Auto racing: France, Petty first members inducted into Hall
AP Auto Racing Writer
CHARLOTTE, N.C. — NASCAR founder Bill France Sr. and seven-time series champion Richard Petty have been inducted into the Hall of Fame.
France, who began as a promoter of beach racing in Daytona Beach, Fla., formed NASCAR in 1949 to create a governing body for American auto racing. Regarded as one of the most influential figures in motorsports, he ruled NASCAR from its first race in 1949 through his 1972 retirement.
"No one, and I mean no one, deserves to be in the Hall of Fame more than Bill France Sr.," said John Cassidy, NASCAR's longtime legal counsel, who used a story of their first meeting in Washington, D.C., to induct France.

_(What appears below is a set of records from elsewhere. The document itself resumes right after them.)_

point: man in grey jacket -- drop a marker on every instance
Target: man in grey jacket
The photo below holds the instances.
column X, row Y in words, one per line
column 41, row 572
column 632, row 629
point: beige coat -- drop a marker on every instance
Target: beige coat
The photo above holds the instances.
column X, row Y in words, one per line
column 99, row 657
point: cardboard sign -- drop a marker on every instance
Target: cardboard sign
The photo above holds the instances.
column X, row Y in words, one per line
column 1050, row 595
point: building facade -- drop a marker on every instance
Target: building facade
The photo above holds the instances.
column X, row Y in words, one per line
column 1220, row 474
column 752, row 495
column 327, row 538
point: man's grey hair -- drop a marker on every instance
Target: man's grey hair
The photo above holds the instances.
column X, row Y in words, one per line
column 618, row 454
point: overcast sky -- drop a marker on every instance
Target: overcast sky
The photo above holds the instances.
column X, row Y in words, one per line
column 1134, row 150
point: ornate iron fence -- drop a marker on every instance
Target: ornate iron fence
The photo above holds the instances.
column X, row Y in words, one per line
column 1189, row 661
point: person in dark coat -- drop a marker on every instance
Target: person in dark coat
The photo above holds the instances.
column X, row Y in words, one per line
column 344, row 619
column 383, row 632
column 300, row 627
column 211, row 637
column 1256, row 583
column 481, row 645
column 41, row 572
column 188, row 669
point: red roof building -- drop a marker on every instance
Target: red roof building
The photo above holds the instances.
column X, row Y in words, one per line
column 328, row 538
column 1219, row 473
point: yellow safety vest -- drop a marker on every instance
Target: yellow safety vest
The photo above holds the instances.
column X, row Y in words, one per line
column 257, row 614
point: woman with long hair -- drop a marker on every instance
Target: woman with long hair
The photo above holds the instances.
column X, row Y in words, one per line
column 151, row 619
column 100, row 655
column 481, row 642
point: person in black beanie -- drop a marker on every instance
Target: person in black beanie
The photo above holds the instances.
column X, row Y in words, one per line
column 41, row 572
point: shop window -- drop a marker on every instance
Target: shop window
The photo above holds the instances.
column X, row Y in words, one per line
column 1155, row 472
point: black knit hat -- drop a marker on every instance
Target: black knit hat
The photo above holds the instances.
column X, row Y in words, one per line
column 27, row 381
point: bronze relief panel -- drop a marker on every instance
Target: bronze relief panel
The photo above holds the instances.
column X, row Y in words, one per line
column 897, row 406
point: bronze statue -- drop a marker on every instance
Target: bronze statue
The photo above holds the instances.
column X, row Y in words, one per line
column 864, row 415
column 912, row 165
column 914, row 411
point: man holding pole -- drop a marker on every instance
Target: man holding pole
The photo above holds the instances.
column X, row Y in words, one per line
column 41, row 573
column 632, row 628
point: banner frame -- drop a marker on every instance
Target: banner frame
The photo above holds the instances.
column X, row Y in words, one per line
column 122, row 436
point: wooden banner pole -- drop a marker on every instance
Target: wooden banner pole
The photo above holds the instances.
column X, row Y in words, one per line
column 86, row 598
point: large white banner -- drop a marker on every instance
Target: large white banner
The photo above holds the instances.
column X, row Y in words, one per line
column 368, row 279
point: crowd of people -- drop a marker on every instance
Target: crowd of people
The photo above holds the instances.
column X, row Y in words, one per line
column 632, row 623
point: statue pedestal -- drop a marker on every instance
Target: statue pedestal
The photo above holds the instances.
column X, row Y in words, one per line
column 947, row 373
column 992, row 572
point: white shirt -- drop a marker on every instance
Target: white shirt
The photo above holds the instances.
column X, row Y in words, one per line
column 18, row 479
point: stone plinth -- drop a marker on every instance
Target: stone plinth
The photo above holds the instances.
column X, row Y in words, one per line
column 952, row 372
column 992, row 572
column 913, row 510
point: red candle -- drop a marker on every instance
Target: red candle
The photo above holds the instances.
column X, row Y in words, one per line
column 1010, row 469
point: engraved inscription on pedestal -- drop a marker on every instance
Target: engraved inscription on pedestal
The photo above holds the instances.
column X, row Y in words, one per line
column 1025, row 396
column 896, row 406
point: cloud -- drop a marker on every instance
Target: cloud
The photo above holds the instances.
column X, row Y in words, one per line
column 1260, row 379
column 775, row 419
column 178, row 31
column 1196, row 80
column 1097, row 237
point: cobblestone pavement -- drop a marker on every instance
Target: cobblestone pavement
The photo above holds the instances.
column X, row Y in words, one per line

"He explained to me that NASCAR was created to bring order to the sport. He emphasized to me that there would come a day when NASCAR and stock car racing and the NASCAR tradition would become a nationally recognized professional sport. I witnessed firsthand the growth ... to a level of acceptance that goes well beyond Bill Sr.'s wildest dreams."
France's acceptance speech was made by his son, Jim, who said his father would be proud of NASCAR and "he would be proud of this Hall of Fame."
Jim France then donated his father's induction ring back to the Hall of Fame for display in the $195 million facility that opened May 11.
Petty, known as "The King," was the second inductee of the five-member class to be inducted. Clad in his trademark cowboy hat and dark black sunglasses, he was inducted by his son, Kyle, who called him "the biggest fan of the sport who ever lived."
The King deflected attention to his accomplishments in his speech, preferring to praise his parents, his family, the Frances, his team, media and fans.
"I never did anything by myself," said Petty, NASCAR's all-time winningest driver with 200 victories, who closed with "I guess I'm going to be like Gomer Pyle. Thank you. Thank you. Thank you."